There's also an online form to submit comments.
So what are the proposals? Scroll down and click each header to see their project renderings. Consider visiting the city's website, too, to see the complete proposal information.
"Formed with the intention of serving as a model of inclusion, sustainability, and resiliency, Creekside respects the site’s history and is based upon the City’s Grow Smarter plan. It fulfills and surpasses both local and regional requirements, while benefiting residents, the business community, and visitors for the next century. Midtown Development is focused on building connectivity not only to surrounding neighborhoods, but to the heritage of the site and to nationwide movements of social, racial, and environmental justice."
"The reestablishment of a thriving community within the future development is of paramount importance to our team, and our partners have and will continue to follow the guidance of the community in bringing this project to life. Incorporating the history of the former Gas Plant District, embellishing the site with artistic vitality, implementing sustainable and wellness-focused functions, and ensuring that ample opportunity for economic inclusion of the surrounding community are all focused goals of our team as we look at the potential for this site.
"Our plan additionally works to establish the Tropicana Field site as a central hub of connectivity for the various neighborhoods surrounding it to physically and spiritually reestablish connections with the South St. Petersburg neighborhoods long shut off by physical and emotional barriers."

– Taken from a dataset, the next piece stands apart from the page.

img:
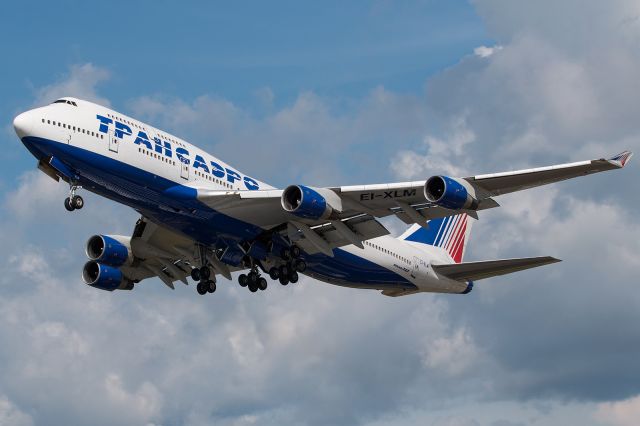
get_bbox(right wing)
[193,151,632,256]
[432,256,560,281]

"Establishing authentic connections on large-scale, multi-phased projects like the Trop is critically important. We have accordingly built the Sugar Hill plan around that core value: connecting form to function, design to neighborhood character, people to nature, and users to buildings. The most significant connection, however, is to the past 130 years.
"That is how long ago the African American community first put down roots in St. Petersburg. Workers on the Orange Belt, the railroad that put the city on the map and today is marked by the Pinellas Trail, began to settle in what became Peppertown, Methodist Town, and the Gas Plant. Those neighborhoods are gone today, victims of progress in the form of freeways and the ballpark, leaving a legacy of massive displacement, loss of cultural identity, and unfulfilled promises of urban renewal."

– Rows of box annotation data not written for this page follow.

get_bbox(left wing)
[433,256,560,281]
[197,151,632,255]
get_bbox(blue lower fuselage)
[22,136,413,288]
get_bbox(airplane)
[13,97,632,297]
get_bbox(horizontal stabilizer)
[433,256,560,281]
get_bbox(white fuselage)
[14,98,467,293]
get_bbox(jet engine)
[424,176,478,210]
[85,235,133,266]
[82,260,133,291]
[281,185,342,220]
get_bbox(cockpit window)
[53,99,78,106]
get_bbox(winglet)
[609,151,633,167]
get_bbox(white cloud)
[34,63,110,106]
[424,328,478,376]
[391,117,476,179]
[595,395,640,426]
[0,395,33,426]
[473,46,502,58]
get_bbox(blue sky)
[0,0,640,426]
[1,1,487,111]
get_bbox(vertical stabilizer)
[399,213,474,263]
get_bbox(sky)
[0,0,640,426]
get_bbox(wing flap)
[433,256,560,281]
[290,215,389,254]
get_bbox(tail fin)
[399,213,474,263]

"The Tropicana stadium promised economic growth for the surrounding neighborhoods of the Gas Plant District and South St. Petersburg. Unfortunately, that did not materialize. Instead, the stadium destroyed the character and fabric of the community by displacing many homes, businesses, and houses of worship. As one of the members in the community said recently, “your plan should honor the past, but more importantly, it needs to shine a new light that looks forward to the future”. Unicorp’s goal and promise is to do just that – bring back a community."
For years, city leaders have been imagining the 86-acre area near downtown St. Petersburg -- with or without a stadium. The Tampa Bay Rays during the spring of 2008 considered seeking voter approval to build a new stadium on the city's waterfront, but they backed out when it appeared likely the question would be defeated.
The Rays, in the years after thereafter, asked to consider other locations across Tampa Bay for a new stadium but couldn't formally start looking given its contract with the city of St. Petersburg. It wouldn't be until 2016 when the team was given permission and, in 2018, they announced the selection of a site in Ybor City.
The project, totaling near $900 million, wouldn't get off the ground. In 2019, the Rays were given permission to explore becoming a two-city team between St. Petersburg and Montreal, but the coronavirus pandemic hit and that plan was paused.
The Rays remain locked into a lease at Tropicana Field until 2027 and, until then, Kriseman has said the city will move forward with site plans with "the history of that site at the forefront." It was the historically Black Gas Plant neighborhood that was cleared to make way for Tropicana Field.
According to the development timeline, Kriseman is slated to select a development partner in May or June of this year. An agreement is between the city and developer is expected this fall.